Credit: © 2008 ACS

Antifreeze proteins (AFPs) that occur in creatures such as Antarctic fish, moths and snow fleas — and are added to ice cream — are known to inhibit the growth of ice crystals. They work through a non-colligative method, unlike the ethylene-glycol-based antifreezes commonly used to clear car windscreens on a cold winter morning. In contrast, they function by binding to ice-crystal surfaces at key sites where they block crystal growth. This forces any lateral crystal growth to occur with a curved radius, which lowers the local freezing temperature of the ice. The AFP binds through its 'ice-binding face' but the specifics of the preliminary stages are unclear.

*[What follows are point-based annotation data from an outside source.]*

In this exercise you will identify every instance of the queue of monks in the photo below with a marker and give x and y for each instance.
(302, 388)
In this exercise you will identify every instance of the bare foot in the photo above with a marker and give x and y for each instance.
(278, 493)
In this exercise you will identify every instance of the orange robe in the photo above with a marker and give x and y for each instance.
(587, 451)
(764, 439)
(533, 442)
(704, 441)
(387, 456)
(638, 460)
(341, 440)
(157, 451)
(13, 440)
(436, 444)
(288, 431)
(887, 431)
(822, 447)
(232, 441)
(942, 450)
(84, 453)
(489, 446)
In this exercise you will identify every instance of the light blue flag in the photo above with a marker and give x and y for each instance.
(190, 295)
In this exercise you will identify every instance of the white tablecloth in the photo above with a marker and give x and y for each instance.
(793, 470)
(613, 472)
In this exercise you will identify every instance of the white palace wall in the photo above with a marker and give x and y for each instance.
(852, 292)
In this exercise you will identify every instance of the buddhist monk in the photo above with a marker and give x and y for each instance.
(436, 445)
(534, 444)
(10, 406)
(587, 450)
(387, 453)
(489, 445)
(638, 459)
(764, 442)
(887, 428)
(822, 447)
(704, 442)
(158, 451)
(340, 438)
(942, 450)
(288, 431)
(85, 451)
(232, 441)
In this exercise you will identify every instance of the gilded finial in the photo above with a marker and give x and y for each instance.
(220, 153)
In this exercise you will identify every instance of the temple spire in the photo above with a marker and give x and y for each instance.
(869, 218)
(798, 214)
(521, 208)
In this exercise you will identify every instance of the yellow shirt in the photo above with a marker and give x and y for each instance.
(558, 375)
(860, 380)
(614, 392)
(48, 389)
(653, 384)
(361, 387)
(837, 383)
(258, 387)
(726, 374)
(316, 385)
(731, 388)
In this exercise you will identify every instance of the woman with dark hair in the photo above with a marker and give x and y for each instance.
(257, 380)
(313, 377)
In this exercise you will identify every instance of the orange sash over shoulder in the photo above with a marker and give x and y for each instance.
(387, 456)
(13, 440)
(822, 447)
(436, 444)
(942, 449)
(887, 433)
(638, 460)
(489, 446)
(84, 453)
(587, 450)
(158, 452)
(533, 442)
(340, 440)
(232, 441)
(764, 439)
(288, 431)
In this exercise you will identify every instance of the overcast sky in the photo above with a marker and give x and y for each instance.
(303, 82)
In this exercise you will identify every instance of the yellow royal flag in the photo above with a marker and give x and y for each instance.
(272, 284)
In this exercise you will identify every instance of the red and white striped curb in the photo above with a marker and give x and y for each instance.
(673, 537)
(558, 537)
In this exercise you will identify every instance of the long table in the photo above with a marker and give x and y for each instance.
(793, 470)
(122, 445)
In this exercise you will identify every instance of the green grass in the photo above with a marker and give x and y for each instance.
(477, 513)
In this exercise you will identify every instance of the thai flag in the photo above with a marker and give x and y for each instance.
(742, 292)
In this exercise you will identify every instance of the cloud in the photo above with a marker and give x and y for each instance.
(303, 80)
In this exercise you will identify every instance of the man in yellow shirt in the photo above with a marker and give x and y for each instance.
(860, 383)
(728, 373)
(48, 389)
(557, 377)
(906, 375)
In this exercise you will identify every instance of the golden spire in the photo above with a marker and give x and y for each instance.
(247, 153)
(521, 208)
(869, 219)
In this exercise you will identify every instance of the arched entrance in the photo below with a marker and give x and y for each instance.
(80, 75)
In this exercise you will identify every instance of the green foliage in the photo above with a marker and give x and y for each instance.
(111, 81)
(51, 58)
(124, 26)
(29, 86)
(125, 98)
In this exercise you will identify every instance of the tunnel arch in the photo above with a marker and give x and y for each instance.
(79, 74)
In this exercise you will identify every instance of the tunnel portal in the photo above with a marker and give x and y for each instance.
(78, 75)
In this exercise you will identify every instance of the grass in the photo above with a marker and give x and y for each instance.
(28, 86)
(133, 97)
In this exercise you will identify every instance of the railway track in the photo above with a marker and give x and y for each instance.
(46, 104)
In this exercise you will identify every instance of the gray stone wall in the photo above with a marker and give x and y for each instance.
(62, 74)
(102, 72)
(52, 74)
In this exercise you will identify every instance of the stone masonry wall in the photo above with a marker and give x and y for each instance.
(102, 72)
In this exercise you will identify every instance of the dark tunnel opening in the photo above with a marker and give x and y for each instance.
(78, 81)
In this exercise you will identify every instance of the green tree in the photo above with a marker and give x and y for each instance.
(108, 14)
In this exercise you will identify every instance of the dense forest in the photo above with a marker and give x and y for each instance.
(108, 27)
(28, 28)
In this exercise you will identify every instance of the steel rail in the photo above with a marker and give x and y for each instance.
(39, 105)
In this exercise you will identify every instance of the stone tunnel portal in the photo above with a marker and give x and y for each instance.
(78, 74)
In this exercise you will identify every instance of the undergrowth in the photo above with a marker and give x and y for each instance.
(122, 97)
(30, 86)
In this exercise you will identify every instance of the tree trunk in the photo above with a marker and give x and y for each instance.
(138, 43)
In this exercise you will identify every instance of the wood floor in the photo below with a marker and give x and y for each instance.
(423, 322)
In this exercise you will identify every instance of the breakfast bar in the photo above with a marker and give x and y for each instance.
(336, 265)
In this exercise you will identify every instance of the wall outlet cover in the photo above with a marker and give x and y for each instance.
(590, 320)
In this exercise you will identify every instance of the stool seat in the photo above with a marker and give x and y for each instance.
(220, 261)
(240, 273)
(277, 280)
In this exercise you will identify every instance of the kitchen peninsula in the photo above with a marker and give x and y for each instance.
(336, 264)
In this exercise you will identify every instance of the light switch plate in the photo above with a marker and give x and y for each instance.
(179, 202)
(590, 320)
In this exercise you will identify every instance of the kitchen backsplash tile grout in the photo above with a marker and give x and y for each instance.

Now, using atomistic molecular dynamics simulations, David Nutt and Jeremy Smith, of the University of Heidelberg, have shown1 that the structural ordering of solvation water around the ice-binding face of an AFP mediates the binding of the protein to the ice surface. They simulated a triangular-prism-shaped AFP from a spruce budworm and then calculated the solvent density–distribution functions and local molecular arrangement of water around its three separate faces. This showed that the ice-binding face orders the adjacent solvation water into a quasi-ice-like structure. Thus, the structural similarity between the protein–water interface and the ice–water interface is predicted to reduce the entropy loss on binding, making it more favourable.

Nutt and Smith also show that the solvation water around the other non-ice-binding faces of the AFP is disordered because of the strong hydrophilic interactions of the water molecules with these faces. This interfacial water disruption works to prevent the protein being covered in further ice growth, which would prevent the AFP from functioning.